When I’m in pain and life feels broken all around me, my mind seems to automatically default to questions like: What’s wrong with me? What do I need to fix? What do I need to do better?
It makes sense. I’m hurting. I feel broken and bruised and beaten up by life. Of course, I want to know what to fix to make things better.
But here’s the thing: our minds are very, very good at searching out and finding answers to the questions we ask.
When I ask about what’s wrong with me, my mind goes into hyperdrive to seek out and find answers to that question. It ignores everything that’s right, everything that’s good, everything that’s working, and instead it serves up everything it can possibly find about what’s wrong with me.
I don’t know about you, but when I’m already in pain and feeling mangled by life, the last thing I find helpful is my mind serving up an endless list of all the things that are “wrong” with me that I need to “fix.” All that does is leave me feeling even more beat up, weighed down, discouraged, and hopeless.

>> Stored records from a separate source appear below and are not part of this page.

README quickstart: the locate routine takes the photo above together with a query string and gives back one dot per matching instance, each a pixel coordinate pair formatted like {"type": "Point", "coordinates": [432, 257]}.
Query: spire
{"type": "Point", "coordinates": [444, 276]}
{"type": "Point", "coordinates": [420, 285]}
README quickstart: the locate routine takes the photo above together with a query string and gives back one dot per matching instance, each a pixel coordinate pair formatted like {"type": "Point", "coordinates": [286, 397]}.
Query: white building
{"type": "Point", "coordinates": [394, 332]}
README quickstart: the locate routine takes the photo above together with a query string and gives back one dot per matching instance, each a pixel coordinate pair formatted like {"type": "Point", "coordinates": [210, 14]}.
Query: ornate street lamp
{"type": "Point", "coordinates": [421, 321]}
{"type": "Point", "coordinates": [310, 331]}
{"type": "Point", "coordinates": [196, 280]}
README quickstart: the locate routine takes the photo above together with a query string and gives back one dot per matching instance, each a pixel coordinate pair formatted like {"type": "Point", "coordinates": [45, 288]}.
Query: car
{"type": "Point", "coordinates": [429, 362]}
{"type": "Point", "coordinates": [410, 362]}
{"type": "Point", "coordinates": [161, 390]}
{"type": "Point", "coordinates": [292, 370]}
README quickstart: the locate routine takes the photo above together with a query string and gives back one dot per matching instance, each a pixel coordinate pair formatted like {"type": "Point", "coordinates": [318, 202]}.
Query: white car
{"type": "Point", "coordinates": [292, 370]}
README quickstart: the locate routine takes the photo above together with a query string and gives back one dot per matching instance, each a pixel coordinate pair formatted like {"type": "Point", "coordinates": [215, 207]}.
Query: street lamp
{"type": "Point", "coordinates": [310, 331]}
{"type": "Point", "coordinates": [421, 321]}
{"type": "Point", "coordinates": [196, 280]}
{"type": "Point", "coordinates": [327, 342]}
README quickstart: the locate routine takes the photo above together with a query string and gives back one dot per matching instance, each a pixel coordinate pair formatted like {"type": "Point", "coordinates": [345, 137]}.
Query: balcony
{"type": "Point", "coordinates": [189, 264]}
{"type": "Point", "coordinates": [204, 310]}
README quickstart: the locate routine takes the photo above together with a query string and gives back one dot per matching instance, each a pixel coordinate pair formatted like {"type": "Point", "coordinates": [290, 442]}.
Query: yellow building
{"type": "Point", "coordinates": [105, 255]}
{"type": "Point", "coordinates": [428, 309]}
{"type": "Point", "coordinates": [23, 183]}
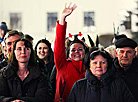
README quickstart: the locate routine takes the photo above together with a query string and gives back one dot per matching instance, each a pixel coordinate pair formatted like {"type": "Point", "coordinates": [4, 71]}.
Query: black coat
{"type": "Point", "coordinates": [130, 76]}
{"type": "Point", "coordinates": [108, 89]}
{"type": "Point", "coordinates": [34, 88]}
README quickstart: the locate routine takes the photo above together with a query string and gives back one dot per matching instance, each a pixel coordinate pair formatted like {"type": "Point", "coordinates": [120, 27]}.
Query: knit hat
{"type": "Point", "coordinates": [3, 26]}
{"type": "Point", "coordinates": [125, 42]}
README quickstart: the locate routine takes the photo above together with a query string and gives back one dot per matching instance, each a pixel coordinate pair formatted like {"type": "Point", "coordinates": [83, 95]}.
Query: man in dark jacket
{"type": "Point", "coordinates": [125, 65]}
{"type": "Point", "coordinates": [9, 40]}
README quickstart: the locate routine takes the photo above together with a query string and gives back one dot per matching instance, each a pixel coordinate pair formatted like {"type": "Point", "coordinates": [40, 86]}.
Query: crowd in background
{"type": "Point", "coordinates": [72, 72]}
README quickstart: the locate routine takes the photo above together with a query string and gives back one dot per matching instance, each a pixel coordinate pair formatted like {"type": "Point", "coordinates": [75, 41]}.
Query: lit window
{"type": "Point", "coordinates": [89, 19]}
{"type": "Point", "coordinates": [51, 21]}
{"type": "Point", "coordinates": [15, 21]}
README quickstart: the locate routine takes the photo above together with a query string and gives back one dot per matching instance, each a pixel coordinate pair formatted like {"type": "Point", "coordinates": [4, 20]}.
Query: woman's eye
{"type": "Point", "coordinates": [80, 49]}
{"type": "Point", "coordinates": [27, 48]}
{"type": "Point", "coordinates": [19, 49]}
{"type": "Point", "coordinates": [103, 62]}
{"type": "Point", "coordinates": [45, 47]}
{"type": "Point", "coordinates": [94, 62]}
{"type": "Point", "coordinates": [73, 50]}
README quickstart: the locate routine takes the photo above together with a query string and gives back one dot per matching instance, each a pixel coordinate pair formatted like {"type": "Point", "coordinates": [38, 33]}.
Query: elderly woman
{"type": "Point", "coordinates": [44, 52]}
{"type": "Point", "coordinates": [99, 84]}
{"type": "Point", "coordinates": [22, 81]}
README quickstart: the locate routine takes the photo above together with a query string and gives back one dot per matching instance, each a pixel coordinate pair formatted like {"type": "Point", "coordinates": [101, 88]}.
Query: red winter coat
{"type": "Point", "coordinates": [68, 71]}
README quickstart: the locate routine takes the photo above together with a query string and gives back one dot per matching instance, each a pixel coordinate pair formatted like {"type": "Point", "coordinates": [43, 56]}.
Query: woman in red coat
{"type": "Point", "coordinates": [68, 70]}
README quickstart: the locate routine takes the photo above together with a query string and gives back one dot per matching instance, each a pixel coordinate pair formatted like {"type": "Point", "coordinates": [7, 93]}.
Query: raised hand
{"type": "Point", "coordinates": [66, 12]}
{"type": "Point", "coordinates": [68, 9]}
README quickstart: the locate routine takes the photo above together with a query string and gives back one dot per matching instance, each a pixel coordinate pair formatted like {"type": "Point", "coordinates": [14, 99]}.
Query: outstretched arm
{"type": "Point", "coordinates": [66, 12]}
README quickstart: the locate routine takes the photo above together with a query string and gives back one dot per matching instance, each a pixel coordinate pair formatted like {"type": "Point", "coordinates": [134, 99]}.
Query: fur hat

A better set of questions to focus on are questions like: What am I doing right? What’s working right now? Where am I growing?
Once again, our minds go to work on the questions we’re asking, but now they are seeking out our strengths, our blessings, and the places where there’s good happening.
Instead of drowning us in all that’s wrong, bad, and broken, our minds are feeding us hopeful reminders all that’s good in our lives. It shows us the growth that’s happening, the kintsugi gold that’s taking shape, the healing that’s on the move, the support and strengths that we still have even in the midst of the rubble of life’s brokenness.
This is not about ignoring what hurts, pretending the painful things in our lives don’t exist, avoiding the grief or the fear or the despair that we feel, or even about only thinking happy thoughts.
This is choosing to walk right into the center of all those hard things and still focus on seeking out what supports us and helps us heal.
By asking ourselves what’s going well in the moment, we find the hope, the strength, the support, and the skills we need to face all that hard stuff head on because we are connecting to the parts of ourselves that can carry us through.
What questions do you unconsciously default to when you’re in pain? Are those questions helping you or hindering you as you attempt to heal and grow?
I challenge you to spend some time asking yourself questions about what’s working, what’s going well, what you’re doing right, and where you’re growing. Giving your mind a mission to seek out the good just may give you more support than you can imagine.